[Met Performance] CID:331603
Wozzeck {51} Metropolitan Opera House: 04/20/1999.

(Review)


Metropolitan Opera House
April 20, 1999


WOZZECK {51}
Berg-Berg

Wozzeck.................Franz Grundheber
Marie...................Hildegard Behrens
Captain.................Kenneth Riegel
Drum Major..............Mark (W.) Baker
Doctor..................Franz Hawlata
Andres..................David Kuebler
Margret.................Wendy White
Apprentice..............James Courtney
Apprentice..............Ronald Naldi
Fool....................Anthony Laciura
Soldier.................Irwin Reese
Townsman................Meredith Derr
Child...................Jonathan Press

Conductor...............James Levine

Production.................Mark Lamos
Designer...................Robert Israel
Lighting designer..........James F. Ingalls


Performed without intermission.

Review of Robert Croan in the Pittsburg Post-Gazette of April 28, 1999

Met's 'Wozzeck" Thrills with Power

NEW YORK - Alban Berg's "Wozzeck" is one of the great monuments of opera, a landmark of history first performed in Berlin in 1925. Its uniqueness lies in the composer's ability to make the 12-tone and serial techniques developed by Arnold Schoenberg user-friendly by blending them with the lushest elements of post-romanticism.

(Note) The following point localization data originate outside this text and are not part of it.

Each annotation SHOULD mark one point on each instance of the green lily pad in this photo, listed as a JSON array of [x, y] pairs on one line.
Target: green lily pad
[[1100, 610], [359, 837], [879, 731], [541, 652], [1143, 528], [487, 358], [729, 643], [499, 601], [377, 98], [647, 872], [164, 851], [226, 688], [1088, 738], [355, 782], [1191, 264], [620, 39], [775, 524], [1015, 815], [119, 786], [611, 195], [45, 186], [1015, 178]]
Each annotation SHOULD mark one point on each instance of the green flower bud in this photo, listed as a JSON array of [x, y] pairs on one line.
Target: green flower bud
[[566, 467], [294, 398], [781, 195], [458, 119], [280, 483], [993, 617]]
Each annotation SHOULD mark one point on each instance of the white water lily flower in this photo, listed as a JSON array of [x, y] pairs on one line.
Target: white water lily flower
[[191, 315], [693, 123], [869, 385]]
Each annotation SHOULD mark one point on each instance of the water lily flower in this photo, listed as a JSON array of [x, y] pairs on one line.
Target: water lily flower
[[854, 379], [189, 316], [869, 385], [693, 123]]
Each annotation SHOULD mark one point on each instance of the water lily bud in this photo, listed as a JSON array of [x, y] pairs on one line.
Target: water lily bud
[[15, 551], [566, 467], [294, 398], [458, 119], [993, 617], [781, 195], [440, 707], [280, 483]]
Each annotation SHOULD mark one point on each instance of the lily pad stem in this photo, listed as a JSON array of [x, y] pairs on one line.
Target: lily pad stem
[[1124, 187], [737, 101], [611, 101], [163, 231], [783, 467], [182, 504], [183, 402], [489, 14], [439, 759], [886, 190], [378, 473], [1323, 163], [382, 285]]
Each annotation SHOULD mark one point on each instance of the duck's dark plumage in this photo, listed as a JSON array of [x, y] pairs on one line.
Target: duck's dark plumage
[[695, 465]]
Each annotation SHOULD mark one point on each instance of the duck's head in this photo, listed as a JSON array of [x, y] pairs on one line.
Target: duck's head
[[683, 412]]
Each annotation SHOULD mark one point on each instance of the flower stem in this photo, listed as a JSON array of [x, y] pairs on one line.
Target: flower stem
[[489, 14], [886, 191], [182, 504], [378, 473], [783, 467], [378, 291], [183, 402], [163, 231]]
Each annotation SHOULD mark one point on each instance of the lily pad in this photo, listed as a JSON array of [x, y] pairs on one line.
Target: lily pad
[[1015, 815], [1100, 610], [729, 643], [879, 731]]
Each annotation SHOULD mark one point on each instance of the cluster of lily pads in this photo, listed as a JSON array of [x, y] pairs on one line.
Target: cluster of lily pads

The opera is based on "Wozzeck" - a stark, terrifying 19th-century German play by Georg Buchner. As an opera. with Berg's music applied to the actual words of the play (just slightly trimmed down) it is even more gripping and effective - an operatic counterpart, perhaps to Edvard Munch's expressionist painting "The Scream."

Powerful musical theater it is, but Berg's "Wozzeck" is not likely to become a mass-media favorite. Its subject matter is too unpleasant. The music, harsh at first, becomes strangely haunting and memorable on repeated hearings. You may even leave the theater humming some fragments and tunes - Marie's Lullaby, for example. or the recurring motif on "Wir arme Leut" (We poor people).

The title character is a downtrodden soldier, tortured in one way or another by a sadistic Captain, a mad physician and an unfaithful common-law wife, with whom he has a 6-year-old son. When Wozzeck is beaten by his rival and ridiculed by his barracks mates, he stabs the woman and drowns himself, leaving his son uncomprehending as the other children go off to gawk over the body of his mother.

Playing it safe this year, the Metropolitan Opera has revived its superb 1997 production by Mark Lamos but only for three performances in the final eight days of the season. The last of these was, in fact, Saturday afternoon but not part of the Texaco broadcast series (which ended the week before).

Notwithstanding all this. the performance I attended on Tuesday -the second of the three - was close to sold out, with only a few scattered single seats in evidence. And those in attendance included types more frequently seen at jazz and rock events. in addition to the usual opera crowd. At both ends of the spectrum, the audience seemed rapt throughout the opera's three acts - performed without intermission and lasting a scant 100 minutes from first note to last.

Berg's score for "Wozzeck" is a model of economy, each of the 15 scenes cast in a strict traditional musical form (variations, fugue, sonata), and Lamos' staging is spare but meaningful - striking against Robert Israel's black-and-white sets and costumes.

Musically, under James Levine's unfailing baton, this was about as accurate a "Wozzeck" as is possible in live performance. The Metropolitan Opera orchestra played magnificently, and baritone Franz Grundheber - fresh from a run of "Rigolettos" just two weeks earlier -actually sang rather than barked Wozzeck's lines and did so at once musically and meaningfully.

Marie, the title character's wife-mistress, was enacted by Hildegard Behrens. Never having a conventionally beautiful voice and even less so now, at 62, the soprano was heartrending and believable - notably in the scene where she reads to her child about Mary Magdalene and concludes, "God have mercy on me as you did on her!"

Veteran tenor Kenneth Riegel and prime-form basso Franz Hawlata were an appropriately evil pair as the Captain and Doctor, who - when they hear Wozzeck drowning - walk nonchalantly by. From top to bottom, there was not a weak link.